Bilindiği gibi PKK’dan dolayı Kürdistan Bölgesi’nde ve Kürdistan’ın batısında sürekli ve devam eden operasyonları var. ABD ve Dışişleri Bakanlığı ve Bağdat Büyükelçiliği’nin bu açıklamasının, Türk devletinin şehir ve alan işgali ile ilgili olduğunu haklı olarak düşünmek lazım.
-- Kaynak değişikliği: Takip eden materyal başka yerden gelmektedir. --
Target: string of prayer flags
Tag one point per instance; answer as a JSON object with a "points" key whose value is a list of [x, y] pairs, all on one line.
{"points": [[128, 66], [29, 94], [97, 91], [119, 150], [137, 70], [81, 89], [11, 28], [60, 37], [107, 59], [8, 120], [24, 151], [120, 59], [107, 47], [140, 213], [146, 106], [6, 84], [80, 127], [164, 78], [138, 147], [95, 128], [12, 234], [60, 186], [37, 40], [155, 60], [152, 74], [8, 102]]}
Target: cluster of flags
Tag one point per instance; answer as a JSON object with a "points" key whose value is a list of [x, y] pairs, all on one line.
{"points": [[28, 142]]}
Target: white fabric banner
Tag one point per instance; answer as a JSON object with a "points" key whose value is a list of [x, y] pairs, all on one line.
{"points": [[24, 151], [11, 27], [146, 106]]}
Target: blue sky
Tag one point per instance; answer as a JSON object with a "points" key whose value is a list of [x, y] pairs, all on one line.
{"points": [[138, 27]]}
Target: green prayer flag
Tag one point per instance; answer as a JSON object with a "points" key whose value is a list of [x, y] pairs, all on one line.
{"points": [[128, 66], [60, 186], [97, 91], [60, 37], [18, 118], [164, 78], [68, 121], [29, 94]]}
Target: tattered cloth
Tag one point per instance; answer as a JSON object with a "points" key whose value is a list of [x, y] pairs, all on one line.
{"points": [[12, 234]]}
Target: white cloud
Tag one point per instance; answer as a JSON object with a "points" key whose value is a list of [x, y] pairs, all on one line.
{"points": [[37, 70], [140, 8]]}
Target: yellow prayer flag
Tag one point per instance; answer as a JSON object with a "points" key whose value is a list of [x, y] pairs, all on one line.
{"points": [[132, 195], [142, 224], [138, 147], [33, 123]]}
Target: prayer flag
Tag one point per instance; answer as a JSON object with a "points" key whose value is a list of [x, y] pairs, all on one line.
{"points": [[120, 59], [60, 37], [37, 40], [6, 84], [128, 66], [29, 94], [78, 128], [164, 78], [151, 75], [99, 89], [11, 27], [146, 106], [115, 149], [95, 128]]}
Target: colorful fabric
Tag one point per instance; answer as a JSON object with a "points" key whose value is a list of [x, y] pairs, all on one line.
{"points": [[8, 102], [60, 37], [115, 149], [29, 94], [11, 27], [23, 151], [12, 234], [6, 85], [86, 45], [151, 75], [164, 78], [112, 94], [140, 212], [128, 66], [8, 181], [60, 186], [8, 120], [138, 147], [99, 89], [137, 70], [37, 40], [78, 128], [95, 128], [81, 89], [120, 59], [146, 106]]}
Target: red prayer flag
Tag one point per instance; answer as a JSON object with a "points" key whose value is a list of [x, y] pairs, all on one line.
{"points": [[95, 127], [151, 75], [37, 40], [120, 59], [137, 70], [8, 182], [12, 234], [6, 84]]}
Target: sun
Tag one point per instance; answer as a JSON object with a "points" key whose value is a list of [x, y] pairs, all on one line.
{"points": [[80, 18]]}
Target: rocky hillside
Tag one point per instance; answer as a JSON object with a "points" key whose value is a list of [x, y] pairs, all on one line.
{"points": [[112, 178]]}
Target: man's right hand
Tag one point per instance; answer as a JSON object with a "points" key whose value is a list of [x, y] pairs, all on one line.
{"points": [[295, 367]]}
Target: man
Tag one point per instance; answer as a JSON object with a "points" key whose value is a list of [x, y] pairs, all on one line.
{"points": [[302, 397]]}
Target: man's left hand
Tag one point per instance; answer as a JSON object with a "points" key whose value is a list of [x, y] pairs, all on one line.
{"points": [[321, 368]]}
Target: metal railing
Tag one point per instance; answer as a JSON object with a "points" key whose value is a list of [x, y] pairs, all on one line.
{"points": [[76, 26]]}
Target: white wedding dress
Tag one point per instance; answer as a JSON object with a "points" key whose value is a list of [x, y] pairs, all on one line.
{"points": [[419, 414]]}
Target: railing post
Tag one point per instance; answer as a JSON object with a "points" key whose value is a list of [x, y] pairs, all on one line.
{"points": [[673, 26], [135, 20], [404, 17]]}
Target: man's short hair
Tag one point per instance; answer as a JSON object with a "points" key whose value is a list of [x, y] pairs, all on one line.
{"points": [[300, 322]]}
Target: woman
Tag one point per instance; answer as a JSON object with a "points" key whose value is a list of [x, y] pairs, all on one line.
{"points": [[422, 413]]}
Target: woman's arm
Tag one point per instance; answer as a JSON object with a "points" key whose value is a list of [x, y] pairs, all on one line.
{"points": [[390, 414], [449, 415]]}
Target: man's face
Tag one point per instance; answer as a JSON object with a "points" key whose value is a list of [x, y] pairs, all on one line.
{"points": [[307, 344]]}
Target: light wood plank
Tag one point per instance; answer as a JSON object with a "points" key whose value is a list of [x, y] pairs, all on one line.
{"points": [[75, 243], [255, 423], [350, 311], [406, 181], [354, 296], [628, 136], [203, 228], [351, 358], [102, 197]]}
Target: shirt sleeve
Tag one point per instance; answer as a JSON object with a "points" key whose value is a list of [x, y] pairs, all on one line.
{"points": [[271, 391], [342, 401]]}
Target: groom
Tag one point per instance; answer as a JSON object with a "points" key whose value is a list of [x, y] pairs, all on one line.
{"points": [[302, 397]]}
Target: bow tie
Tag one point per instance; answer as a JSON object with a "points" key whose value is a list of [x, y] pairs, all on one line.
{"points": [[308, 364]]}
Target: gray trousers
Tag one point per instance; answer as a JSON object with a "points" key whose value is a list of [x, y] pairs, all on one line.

Oysa Kürdistan Bölgesi’nde, Kürdistan’ın batısında olduğu gibi şehir işgalini öngören bir askeri operasyon bugüne kadar yapılmamıştır. Bundan sonra da Türk devletinin böyle bir planının olması, Irak jeopolitiği, bölge dengeleri açısından olanaklı görünmüyor. Türk devletinin böyle bir planının da olduğu, en azından bu aşamada görülmüyor. Ayrıca Türk devletinin, gücünü dağıtmamak için her iki Kürdistan parçasında böyle bir operasyona bir anda girişmesi de olanaklı değildir. Siyasi ve askeri  strateji açısından akılcı bir strateji ve uygulama olamaz.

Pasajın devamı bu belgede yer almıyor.